Last week, the President's Fiscal Responsibility Commission issued its recommendations. Although there is much to criticize in it, it is good to see some recognition in Washington of the need to do something about the debt crisis.
The Cato Institute's
Chris Edwards has also introduced a plan, and one piece of information he reveals is striking. He notes that "In fiscal 2011, federal aid to the states will total $646 billion, which will be distributed through more than 800 separate programs."
That averages out to almost $13 billion per state. Considering the average population of a state is over 6 million people, that's around 2,100 in per capital spending.
Here's a suggestion for what to do with that money:
1. Abolish ALL of these programs
2. Send the money, on more or less a per capita basis, to the state government, allowing each state legislature to decide how to spend it
3. Cut this aid by 20% every year for ten years; by the tenth year, it will be just $1.4 billion for the average state
With this money, a state could continue to fund programs previously mandated by the Feds, or could scrap what it sees as unnecessary programs and focus the money on more urgent needs.
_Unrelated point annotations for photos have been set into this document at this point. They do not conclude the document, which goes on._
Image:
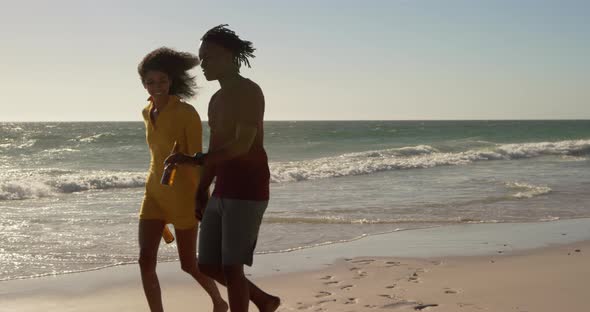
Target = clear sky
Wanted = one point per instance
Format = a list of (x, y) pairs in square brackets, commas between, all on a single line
[(76, 60)]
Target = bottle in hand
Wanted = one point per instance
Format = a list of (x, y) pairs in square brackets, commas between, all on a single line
[(170, 169), (167, 235)]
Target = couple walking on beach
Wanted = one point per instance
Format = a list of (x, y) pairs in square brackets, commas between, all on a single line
[(236, 159)]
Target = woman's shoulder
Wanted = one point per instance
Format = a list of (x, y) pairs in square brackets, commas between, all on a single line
[(145, 112), (187, 110)]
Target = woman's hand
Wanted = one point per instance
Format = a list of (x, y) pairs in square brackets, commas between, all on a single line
[(178, 159)]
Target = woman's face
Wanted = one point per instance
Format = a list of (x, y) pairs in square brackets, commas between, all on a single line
[(157, 83)]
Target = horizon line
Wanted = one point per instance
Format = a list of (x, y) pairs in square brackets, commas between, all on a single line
[(324, 120)]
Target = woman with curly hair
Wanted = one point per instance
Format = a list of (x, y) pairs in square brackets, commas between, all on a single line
[(169, 121)]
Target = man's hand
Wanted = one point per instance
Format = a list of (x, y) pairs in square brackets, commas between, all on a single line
[(178, 159), (201, 203)]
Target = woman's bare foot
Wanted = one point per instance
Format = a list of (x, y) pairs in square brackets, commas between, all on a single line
[(271, 305), (220, 306)]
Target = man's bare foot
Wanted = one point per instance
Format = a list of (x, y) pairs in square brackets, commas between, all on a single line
[(220, 306), (271, 305)]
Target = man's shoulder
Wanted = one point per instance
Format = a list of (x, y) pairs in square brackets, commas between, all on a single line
[(145, 112), (251, 87)]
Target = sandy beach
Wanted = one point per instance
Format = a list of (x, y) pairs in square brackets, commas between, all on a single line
[(489, 267)]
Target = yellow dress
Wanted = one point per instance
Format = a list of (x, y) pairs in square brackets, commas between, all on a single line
[(176, 122)]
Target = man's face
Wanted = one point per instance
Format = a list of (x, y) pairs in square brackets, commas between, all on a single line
[(216, 60)]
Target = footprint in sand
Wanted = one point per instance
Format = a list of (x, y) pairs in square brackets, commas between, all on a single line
[(363, 261), (398, 304), (323, 294), (361, 274), (326, 301), (421, 307), (346, 287), (331, 283)]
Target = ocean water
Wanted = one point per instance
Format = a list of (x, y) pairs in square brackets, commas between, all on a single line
[(70, 192)]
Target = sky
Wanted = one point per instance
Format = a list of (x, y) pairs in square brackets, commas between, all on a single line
[(76, 60)]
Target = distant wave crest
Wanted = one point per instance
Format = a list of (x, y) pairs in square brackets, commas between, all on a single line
[(42, 186), (413, 157)]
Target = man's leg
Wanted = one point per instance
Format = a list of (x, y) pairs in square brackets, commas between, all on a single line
[(234, 278), (186, 242)]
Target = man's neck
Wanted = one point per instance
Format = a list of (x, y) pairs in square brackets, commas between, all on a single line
[(229, 80)]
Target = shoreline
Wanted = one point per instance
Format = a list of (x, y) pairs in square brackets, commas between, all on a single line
[(409, 253), (458, 240)]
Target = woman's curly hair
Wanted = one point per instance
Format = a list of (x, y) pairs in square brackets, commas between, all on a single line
[(242, 50), (176, 65)]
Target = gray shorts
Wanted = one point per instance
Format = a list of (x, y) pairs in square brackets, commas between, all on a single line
[(229, 231)]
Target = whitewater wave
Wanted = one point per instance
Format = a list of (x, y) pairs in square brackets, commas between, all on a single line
[(47, 186), (421, 156), (93, 138), (525, 190)]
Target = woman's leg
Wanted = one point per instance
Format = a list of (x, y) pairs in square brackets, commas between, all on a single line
[(186, 240), (150, 233)]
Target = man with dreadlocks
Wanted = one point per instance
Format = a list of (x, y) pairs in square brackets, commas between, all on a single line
[(238, 162)]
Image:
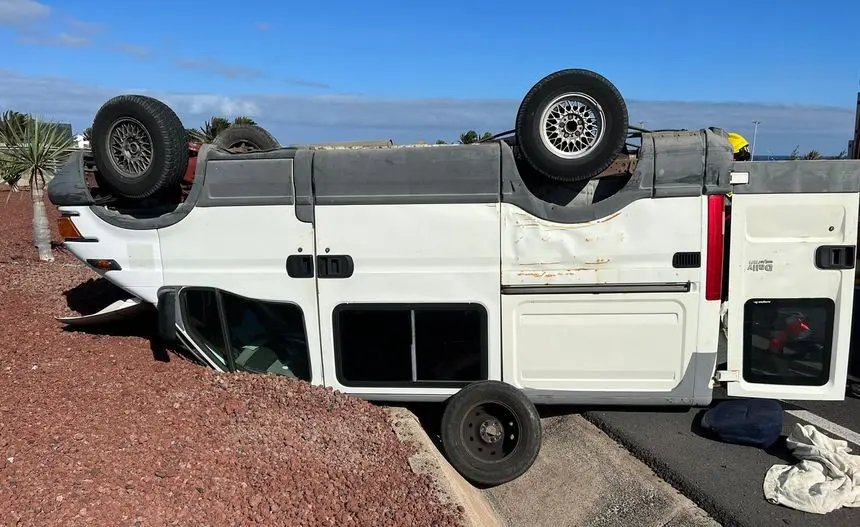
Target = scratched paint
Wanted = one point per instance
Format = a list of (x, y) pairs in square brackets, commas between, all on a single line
[(633, 245)]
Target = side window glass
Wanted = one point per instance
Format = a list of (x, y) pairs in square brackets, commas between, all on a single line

It would also operate with the knowledge that almost 90% of this money will not be there for them in ten years, and they could plan ahead and make choices about what is necessary and what is not.
Edwards also notes that there are 2,000 subsidies for individuals and businesses, although he doesn't give a figure of the total amount spent. But again here's a suggestion:
1. Abolish ALL of these programs
2. With money saved from individual subsidies, give a per-capita tax rebate to all individual income tax filers in the U.S.
3. Cut this rebate amount by 20% every year for ten years
I'm not offering anything concrete, but I would ask questions that might spur recommendations for other cuts:
· Why do we have troops in 120 different countries, and why are we shouldering the defense of wealthy nations like South Korea, Japan, and Germany?
· What are we doing in Iraq and Afghanistan, and why?
· Is foreign aid "humanitarian," or is it a means to exert influence and tell other countries what to do?
· Even if we concede a federal role in helping the poor and the handicapped, why is it necessary to provide welfare payments (Social Security) and health care to middle-class and wealthy elderly people?
· Are there any laws regarding drug patents, health care professional licensing, and insurance regulation that causes health care in America to be so expensive?
· If it wasn't so expensive (labor regulations, payroll taxes, health insurance requirements) to start a business and hire people, would we really need to pay unemployment benefits?
It is easy to claim that my suggestions would never be implemented, and that these questions will fall on deaf ears in Washington. Typical D.C. politicians and bureaucrats espouse the ideologies of control freaks. That's why they want all of life – in America and throughout the world – to be funded by D.C. and regulated by D.C. They won't give up their power easily.
On the other hand, the looming bankruptcy of the U.S. may give them no choice. Roger C. Altman and Richard N. Haass are by no means small-government ideologues, but
they write in Foreign Affairs that if American politicians don't get spending under control, global capital markets will force them. This happened in 1979, after Jimmy Carter proposed a budget with larger-than-expected deficits:
"That was the last straw. The dollar plunged, triggering an international financial crisis. Within one week, markets had forced the Federal Reserve to raise interest rates sharply and Carter to retract his budget, generating a U-turn in U.S. economic policy."
Today's budget mess is worse than back then. Either American politicians can be proactive in averting the mess, or the mess will come and austerity will follow. We can either wait until China stops purchasing Treasury bonds, or we can take action now.
I, for one, do not share the ideology of Altman, Haass, or the Fiscal Responsibility Commission. They all seem to think that more government is still the answer to life's problems; I think less government and more freedom will bring about a more prosperous world. But I do agree that we should take action now instead of waiting for a dollar collapse.